Le Sénat français examine mardi 21 juillet un projet de loi visant à interdire l’accès aux réseaux sociaux aux mineurs de moins de 15 ans. Si le texte est adopté, comme les pronostics le laissent envisager, l’interdiction entrera en vigueur dès le 1er septembre 2026, faisant de la France un pays pionnier dans l’Union européenne sur la question de la majorité numérique.
Concrètement, les moins de 15 ans ne pourront plus créer de compte sur les plateformes à partir du 1er septembre. Ceux qui disposent déjà d’un compte auront jusqu’au 1er janvier 2027 pour le supprimer. Le texte prévoit également l’interdiction du téléphone portable dans les lycées.

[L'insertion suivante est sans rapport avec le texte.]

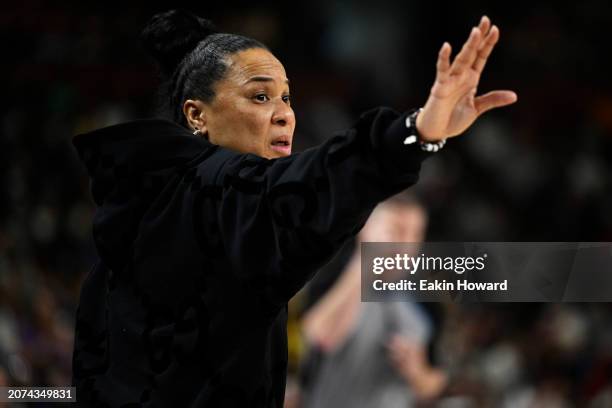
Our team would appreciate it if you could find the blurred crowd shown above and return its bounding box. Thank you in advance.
[0,0,612,408]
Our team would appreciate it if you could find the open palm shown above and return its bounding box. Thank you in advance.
[416,16,517,141]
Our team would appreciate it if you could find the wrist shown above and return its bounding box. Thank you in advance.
[404,108,446,152]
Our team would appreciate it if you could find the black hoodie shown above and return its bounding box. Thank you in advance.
[73,108,428,408]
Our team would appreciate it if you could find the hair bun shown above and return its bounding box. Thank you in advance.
[140,10,217,77]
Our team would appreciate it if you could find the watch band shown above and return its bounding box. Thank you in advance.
[404,108,446,153]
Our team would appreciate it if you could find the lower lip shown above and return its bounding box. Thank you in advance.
[270,145,291,156]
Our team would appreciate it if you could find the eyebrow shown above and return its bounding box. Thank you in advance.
[245,75,289,85]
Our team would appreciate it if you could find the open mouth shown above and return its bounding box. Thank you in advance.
[271,138,291,155]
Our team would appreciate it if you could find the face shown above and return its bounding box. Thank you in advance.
[184,48,295,159]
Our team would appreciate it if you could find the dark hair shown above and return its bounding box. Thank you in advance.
[141,10,268,127]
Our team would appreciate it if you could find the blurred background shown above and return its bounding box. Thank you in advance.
[0,0,612,408]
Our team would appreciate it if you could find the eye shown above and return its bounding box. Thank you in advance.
[253,94,270,102]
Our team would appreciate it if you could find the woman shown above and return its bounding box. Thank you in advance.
[73,7,516,407]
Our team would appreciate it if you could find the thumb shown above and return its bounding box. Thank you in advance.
[474,91,518,115]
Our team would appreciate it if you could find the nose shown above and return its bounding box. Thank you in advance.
[272,101,295,126]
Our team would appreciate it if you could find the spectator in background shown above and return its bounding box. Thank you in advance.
[302,196,446,408]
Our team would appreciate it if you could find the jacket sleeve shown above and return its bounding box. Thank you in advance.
[195,108,430,305]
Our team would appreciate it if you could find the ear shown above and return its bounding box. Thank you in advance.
[183,99,208,134]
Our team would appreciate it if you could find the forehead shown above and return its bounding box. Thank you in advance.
[227,48,287,84]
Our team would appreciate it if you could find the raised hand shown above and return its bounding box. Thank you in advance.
[416,16,517,142]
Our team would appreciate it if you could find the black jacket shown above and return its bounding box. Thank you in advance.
[73,108,428,408]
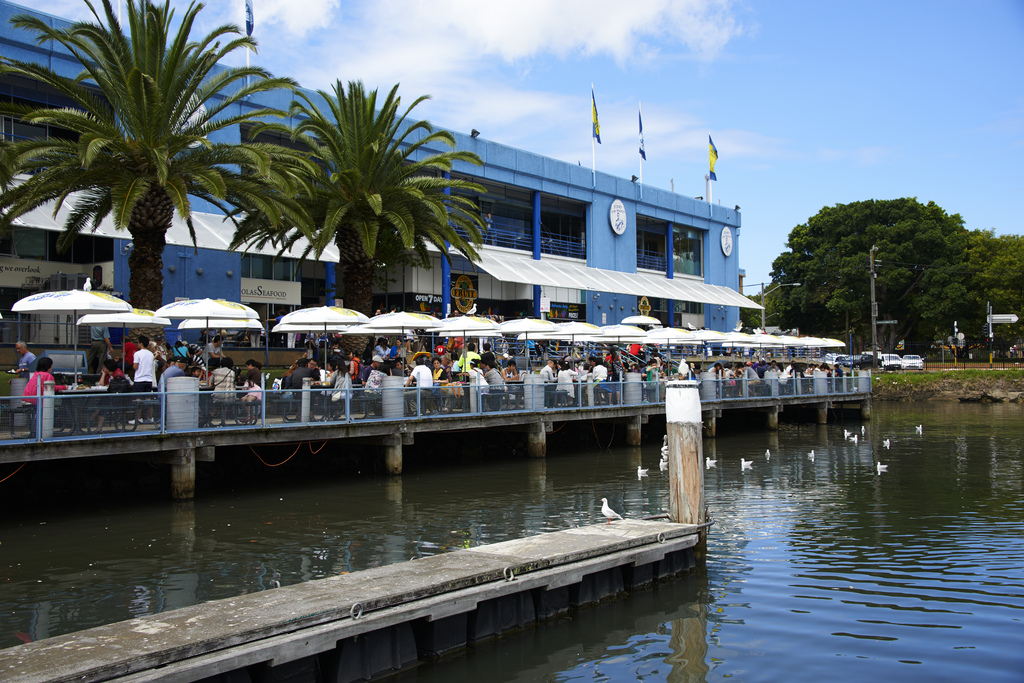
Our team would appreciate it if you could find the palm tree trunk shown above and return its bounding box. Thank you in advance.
[128,185,174,310]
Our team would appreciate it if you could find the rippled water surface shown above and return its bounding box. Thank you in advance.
[0,404,1024,681]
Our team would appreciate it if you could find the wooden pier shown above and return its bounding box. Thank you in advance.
[0,520,702,683]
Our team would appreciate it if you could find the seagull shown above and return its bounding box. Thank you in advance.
[601,498,623,524]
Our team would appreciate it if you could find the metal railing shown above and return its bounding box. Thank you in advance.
[0,373,870,443]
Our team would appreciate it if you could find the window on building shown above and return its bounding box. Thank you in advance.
[672,225,703,275]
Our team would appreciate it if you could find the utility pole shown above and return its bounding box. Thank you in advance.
[868,246,879,370]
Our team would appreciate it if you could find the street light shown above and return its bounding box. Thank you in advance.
[761,283,800,330]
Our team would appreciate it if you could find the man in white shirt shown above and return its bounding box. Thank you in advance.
[130,335,155,424]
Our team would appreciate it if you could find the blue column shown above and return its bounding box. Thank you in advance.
[534,190,541,317]
[665,220,676,328]
[324,263,338,306]
[440,171,452,317]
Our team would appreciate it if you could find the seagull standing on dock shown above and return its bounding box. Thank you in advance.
[601,498,623,524]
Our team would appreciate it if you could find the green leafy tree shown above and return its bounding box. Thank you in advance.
[772,198,975,348]
[957,230,1024,340]
[0,0,297,308]
[233,81,483,313]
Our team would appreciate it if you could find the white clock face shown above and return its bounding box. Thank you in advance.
[608,200,626,234]
[722,225,732,256]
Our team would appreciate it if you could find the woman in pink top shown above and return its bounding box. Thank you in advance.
[22,356,68,405]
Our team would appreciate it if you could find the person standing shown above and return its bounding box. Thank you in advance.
[86,326,114,373]
[14,341,36,379]
[129,335,156,424]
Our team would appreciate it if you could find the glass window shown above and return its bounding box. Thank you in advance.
[273,258,298,283]
[672,225,703,275]
[13,227,46,259]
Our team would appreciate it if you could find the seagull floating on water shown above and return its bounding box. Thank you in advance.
[601,498,623,524]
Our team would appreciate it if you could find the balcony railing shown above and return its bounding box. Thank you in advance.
[0,372,871,443]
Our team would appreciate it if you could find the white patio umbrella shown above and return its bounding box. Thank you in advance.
[271,306,370,357]
[600,324,647,344]
[10,290,131,384]
[620,315,662,328]
[177,317,263,330]
[156,299,259,321]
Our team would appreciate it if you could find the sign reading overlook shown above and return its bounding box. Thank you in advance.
[242,278,302,304]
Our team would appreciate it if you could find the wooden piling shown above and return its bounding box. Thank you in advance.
[665,380,707,551]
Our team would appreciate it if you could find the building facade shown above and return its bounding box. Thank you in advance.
[0,1,753,342]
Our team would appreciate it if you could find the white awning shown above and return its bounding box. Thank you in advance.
[476,247,761,309]
[7,181,338,263]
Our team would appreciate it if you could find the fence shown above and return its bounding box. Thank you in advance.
[0,372,870,442]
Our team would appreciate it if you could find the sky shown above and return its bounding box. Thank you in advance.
[25,0,1024,294]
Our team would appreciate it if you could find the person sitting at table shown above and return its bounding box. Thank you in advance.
[555,360,580,405]
[210,356,234,401]
[22,356,68,405]
[14,341,36,379]
[160,355,188,384]
[541,358,558,408]
[239,358,263,425]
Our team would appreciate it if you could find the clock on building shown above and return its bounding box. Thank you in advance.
[722,225,732,256]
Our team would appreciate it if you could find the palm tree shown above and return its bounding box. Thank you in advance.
[0,0,303,308]
[233,81,483,313]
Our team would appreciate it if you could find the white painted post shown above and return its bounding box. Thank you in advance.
[665,380,705,546]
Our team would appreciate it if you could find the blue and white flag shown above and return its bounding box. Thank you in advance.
[246,0,256,38]
[637,104,647,161]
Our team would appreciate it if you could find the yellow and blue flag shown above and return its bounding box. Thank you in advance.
[637,108,647,161]
[708,135,718,180]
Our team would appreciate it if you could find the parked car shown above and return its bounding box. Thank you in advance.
[879,353,903,370]
[903,355,925,370]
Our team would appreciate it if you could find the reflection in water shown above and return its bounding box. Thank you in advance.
[0,405,1024,683]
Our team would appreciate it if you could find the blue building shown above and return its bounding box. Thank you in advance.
[0,0,756,341]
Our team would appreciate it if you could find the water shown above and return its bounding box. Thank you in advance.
[0,404,1024,681]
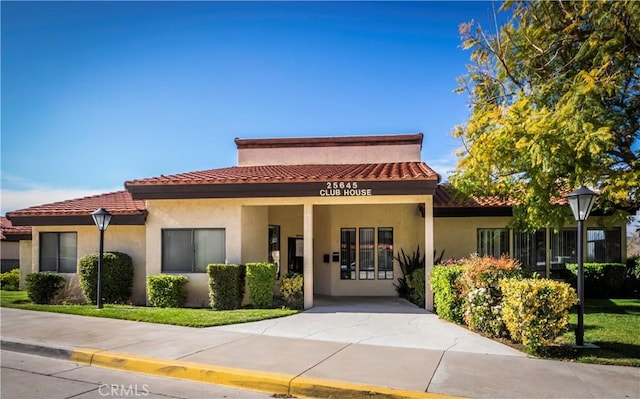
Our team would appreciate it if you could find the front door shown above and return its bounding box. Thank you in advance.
[287,237,304,274]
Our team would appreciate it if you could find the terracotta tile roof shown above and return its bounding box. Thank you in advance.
[433,183,567,208]
[433,184,516,208]
[125,162,439,188]
[235,133,423,149]
[7,191,147,225]
[0,216,31,240]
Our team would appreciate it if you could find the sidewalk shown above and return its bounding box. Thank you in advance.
[1,306,640,399]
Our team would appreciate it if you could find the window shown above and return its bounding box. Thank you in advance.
[162,229,226,273]
[513,230,547,276]
[268,224,280,280]
[587,228,622,263]
[40,233,78,273]
[478,229,509,258]
[340,228,356,280]
[378,227,393,280]
[549,229,578,278]
[360,227,376,280]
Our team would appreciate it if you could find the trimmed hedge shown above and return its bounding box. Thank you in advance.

Seuls quelques partis de gauche ont annoncé s’abstenir ou voter contre le texte. Pour les associations de protection de l’enfance, cette loi envoie un signal fort. Inès Legendre, responsable du plaidoyer à E-Enfance, rappelle que les jeunes de moins de 15 ans sont régulièrement exposés sur TikTok, Instagram ou Snapchat au cyberharcèlement, au chantage sexuel et aux contacts inappropriés avec des adultes. Elle alerte également sur les effets des algorithmes, qui peuvent amplifier des comportements à risque comme l’anorexie.

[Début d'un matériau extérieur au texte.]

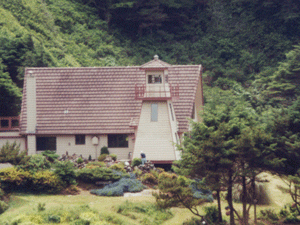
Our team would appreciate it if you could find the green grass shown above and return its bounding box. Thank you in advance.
[0,174,291,225]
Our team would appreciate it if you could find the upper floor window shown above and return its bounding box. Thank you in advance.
[148,74,162,84]
[36,137,56,151]
[107,134,128,148]
[75,135,85,145]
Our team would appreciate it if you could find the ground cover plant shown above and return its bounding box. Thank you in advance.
[116,201,173,225]
[91,176,146,196]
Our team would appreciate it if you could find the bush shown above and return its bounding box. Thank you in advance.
[260,209,279,222]
[77,157,84,164]
[100,146,109,155]
[0,141,27,165]
[91,178,145,196]
[204,206,219,224]
[85,161,106,169]
[76,167,129,183]
[32,170,63,193]
[141,173,158,185]
[0,167,62,193]
[109,163,126,173]
[182,217,202,225]
[54,161,76,186]
[0,167,32,192]
[131,158,142,167]
[116,201,173,225]
[18,154,51,173]
[109,154,117,161]
[42,150,59,163]
[0,201,9,214]
[98,154,108,162]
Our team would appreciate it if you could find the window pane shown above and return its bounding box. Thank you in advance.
[108,134,128,148]
[151,104,158,122]
[75,135,85,145]
[36,137,56,151]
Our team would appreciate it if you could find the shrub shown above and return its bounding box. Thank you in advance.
[116,201,173,224]
[77,157,84,164]
[182,217,202,225]
[190,180,214,202]
[0,201,9,214]
[76,167,129,183]
[100,146,109,155]
[0,141,27,165]
[18,154,51,173]
[204,206,218,224]
[260,209,279,222]
[48,215,60,223]
[131,158,142,167]
[109,163,126,173]
[141,173,158,185]
[32,170,63,193]
[0,167,32,192]
[85,161,106,169]
[37,202,46,212]
[54,161,76,186]
[283,214,300,224]
[109,154,117,161]
[91,178,145,196]
[42,150,59,163]
[98,154,108,162]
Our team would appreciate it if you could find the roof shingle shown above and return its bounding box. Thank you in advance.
[21,59,200,134]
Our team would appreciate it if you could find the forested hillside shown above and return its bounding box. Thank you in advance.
[0,0,300,116]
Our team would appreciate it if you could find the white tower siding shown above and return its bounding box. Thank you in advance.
[133,101,175,161]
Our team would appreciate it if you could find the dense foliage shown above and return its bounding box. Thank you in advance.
[90,177,145,196]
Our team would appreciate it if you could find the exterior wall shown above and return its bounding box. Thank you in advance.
[195,67,204,122]
[26,71,36,133]
[133,101,175,161]
[0,132,26,151]
[167,101,181,160]
[27,135,36,155]
[105,135,134,161]
[56,135,101,159]
[56,135,134,160]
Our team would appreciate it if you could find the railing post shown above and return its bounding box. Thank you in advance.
[8,117,12,129]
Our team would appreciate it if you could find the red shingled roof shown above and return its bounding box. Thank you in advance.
[21,60,200,134]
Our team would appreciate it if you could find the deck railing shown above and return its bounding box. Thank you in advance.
[135,84,179,100]
[0,116,20,131]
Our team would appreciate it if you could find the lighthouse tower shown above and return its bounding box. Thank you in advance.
[132,55,180,164]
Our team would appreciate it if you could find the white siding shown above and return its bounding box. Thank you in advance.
[27,135,36,155]
[0,132,26,151]
[56,135,133,160]
[133,101,175,160]
[26,74,36,134]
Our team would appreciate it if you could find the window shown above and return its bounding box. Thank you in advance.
[36,137,56,151]
[151,103,158,122]
[107,134,128,148]
[169,103,174,121]
[148,75,162,84]
[192,103,195,119]
[75,135,85,145]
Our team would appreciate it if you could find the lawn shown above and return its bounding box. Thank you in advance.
[0,175,291,225]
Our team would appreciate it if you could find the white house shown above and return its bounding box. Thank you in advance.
[0,56,203,164]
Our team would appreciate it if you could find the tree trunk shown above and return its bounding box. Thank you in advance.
[227,171,235,225]
[217,189,223,222]
[242,175,248,225]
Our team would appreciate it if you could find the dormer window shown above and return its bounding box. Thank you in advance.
[148,74,162,84]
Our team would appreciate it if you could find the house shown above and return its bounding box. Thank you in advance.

Toutefois, la sénatrice rapporteure Catherine Morin-Desailly reconnaît le caractère avant tout symbolique de la mesure. Elle insiste sur la nécessité d’une régulation à l’échelle européenne, seule à même de contraindre les grandes plateformes numériques à vérifier l’âge de leurs utilisateurs. L’exemple australien illustre les limites d’une telle interdiction. Depuis le vote d’une loi similaire en décembre 2025, interdisant les réseaux sociaux aux moins de 16 ans, une étude menée auprès de 400 jeunes montre que leurs pratiques numériques n’ont pas significativement évolué. Les mineurs contournent les restrictions en utilisant des comptes de personnes plus âgées, en créant de faux profils ou en naviguant en mode privé.

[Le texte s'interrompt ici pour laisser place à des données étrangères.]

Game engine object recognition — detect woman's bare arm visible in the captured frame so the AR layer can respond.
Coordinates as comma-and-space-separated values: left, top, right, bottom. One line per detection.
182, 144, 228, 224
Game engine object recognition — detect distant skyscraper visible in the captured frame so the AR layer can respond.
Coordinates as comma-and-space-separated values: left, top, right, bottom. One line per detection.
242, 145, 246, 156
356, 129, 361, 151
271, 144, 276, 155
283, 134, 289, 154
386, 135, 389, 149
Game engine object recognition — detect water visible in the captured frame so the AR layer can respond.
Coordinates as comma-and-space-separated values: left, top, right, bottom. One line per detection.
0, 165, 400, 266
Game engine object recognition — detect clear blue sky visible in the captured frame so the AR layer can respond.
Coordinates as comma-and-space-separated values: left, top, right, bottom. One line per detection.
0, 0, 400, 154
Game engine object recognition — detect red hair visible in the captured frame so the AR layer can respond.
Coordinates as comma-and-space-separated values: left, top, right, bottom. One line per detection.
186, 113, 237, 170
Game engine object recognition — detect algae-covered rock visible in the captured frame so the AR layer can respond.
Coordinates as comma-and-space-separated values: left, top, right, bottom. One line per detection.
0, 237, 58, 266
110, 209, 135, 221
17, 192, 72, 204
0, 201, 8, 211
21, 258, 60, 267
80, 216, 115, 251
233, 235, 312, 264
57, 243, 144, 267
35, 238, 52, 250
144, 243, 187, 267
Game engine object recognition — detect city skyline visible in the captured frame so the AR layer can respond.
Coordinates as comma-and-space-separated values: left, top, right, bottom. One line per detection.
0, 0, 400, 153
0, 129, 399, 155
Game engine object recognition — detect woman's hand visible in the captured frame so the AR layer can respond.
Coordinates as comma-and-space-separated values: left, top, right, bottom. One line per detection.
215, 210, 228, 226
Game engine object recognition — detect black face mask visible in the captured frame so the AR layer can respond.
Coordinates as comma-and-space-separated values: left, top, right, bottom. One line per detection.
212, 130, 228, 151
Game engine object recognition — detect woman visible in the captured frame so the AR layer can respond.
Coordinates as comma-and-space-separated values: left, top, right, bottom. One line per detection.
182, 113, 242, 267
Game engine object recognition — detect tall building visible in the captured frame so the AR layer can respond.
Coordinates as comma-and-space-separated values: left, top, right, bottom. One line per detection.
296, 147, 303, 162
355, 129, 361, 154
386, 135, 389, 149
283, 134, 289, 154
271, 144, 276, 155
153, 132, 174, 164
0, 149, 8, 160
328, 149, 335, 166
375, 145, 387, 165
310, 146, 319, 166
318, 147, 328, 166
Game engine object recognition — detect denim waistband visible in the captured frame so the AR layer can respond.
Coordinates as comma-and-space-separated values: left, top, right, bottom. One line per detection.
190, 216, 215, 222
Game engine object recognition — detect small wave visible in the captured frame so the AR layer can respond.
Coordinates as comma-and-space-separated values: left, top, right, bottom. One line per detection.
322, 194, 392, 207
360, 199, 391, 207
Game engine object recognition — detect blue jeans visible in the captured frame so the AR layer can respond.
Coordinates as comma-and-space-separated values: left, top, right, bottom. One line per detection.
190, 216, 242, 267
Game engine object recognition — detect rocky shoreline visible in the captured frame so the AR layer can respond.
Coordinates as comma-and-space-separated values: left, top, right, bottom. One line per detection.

Pour E-Enfance, l’interdiction totale ne constitue pas la solution idéale. Les réseaux sociaux offrent aussi aux jeunes isolés des espaces de création et d’expression. L’association plaide plutôt pour un modèle de navigation numérique adapté à chaque tranche d’âge et un renforcement de la prévention auprès des jeunes concernés. En cas de cyberharcèlement impliquant un mineur, le numéro 3018 est disponible pour répondre aux questions et signalements.